Normalization of Data on Ingest: Existing FGDC metadata will need to be normalized. Malformed content will need to be restructured using openly available FGDC tools know as ‘cns’ (Chew and Spit) and ‘mp’ (Metadata Parser). Metadata will be imported using the National Park Service Metadata Toolkit on top of ESRI’s ArcCatalog for synchronization of elements and subsequent export as ESRI Profile FGDC XML records.
Managing Time-Versioned Content: In one possible approach, serial item representations of data items would be assigned Handles which serve as serial item identifiers. A separate database table would be used to manage serial representations, including storage of volatile layer-related information which would be inappropriate for inclusion in metadata stored with repository objects. The serial representation would be actively managed over time, and would provide the basis for Handle-based call-backs from the time-versioned items--after they have separated from the archive--for “get current metadata,” “get current object,” and “get current DRM” requests.
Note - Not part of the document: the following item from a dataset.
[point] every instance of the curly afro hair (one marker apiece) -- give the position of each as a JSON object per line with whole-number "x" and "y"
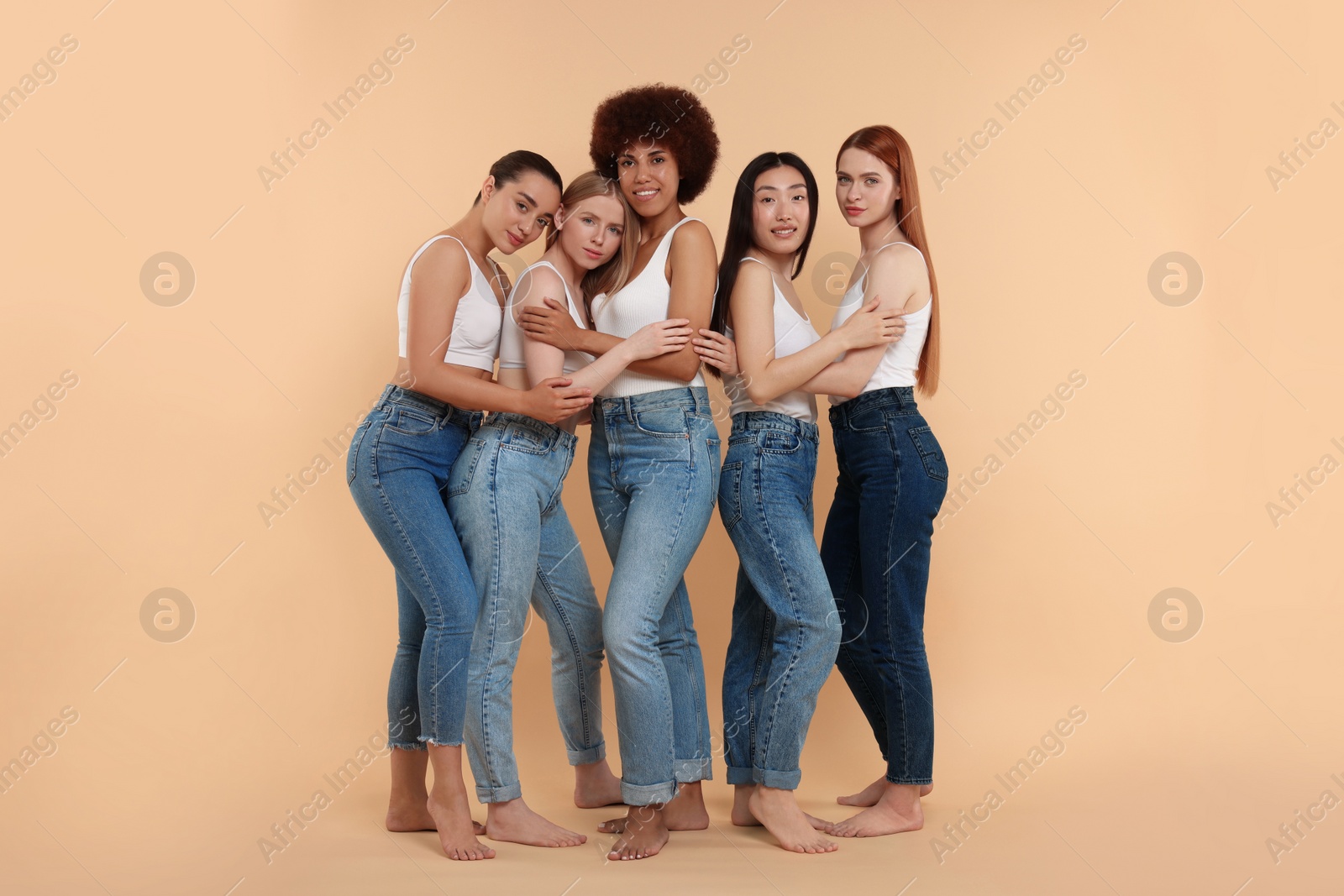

The role of the Handle would be to redirect to the current location of the serial object manager, which would resolve to current context of the individual serial object. This approach is still speculative.
[UCSB] Migration Strategies: Along with each archival data object we intend to archive sufficient format, semantic, and contextual information that enables access mechanisms for the object to be re-created at any point in the future, and that allows the object to be used for the scientific purposes for which it was intended when originally created. This approach is effectively a foundation for other preservation approaches (periodic migration, etc.).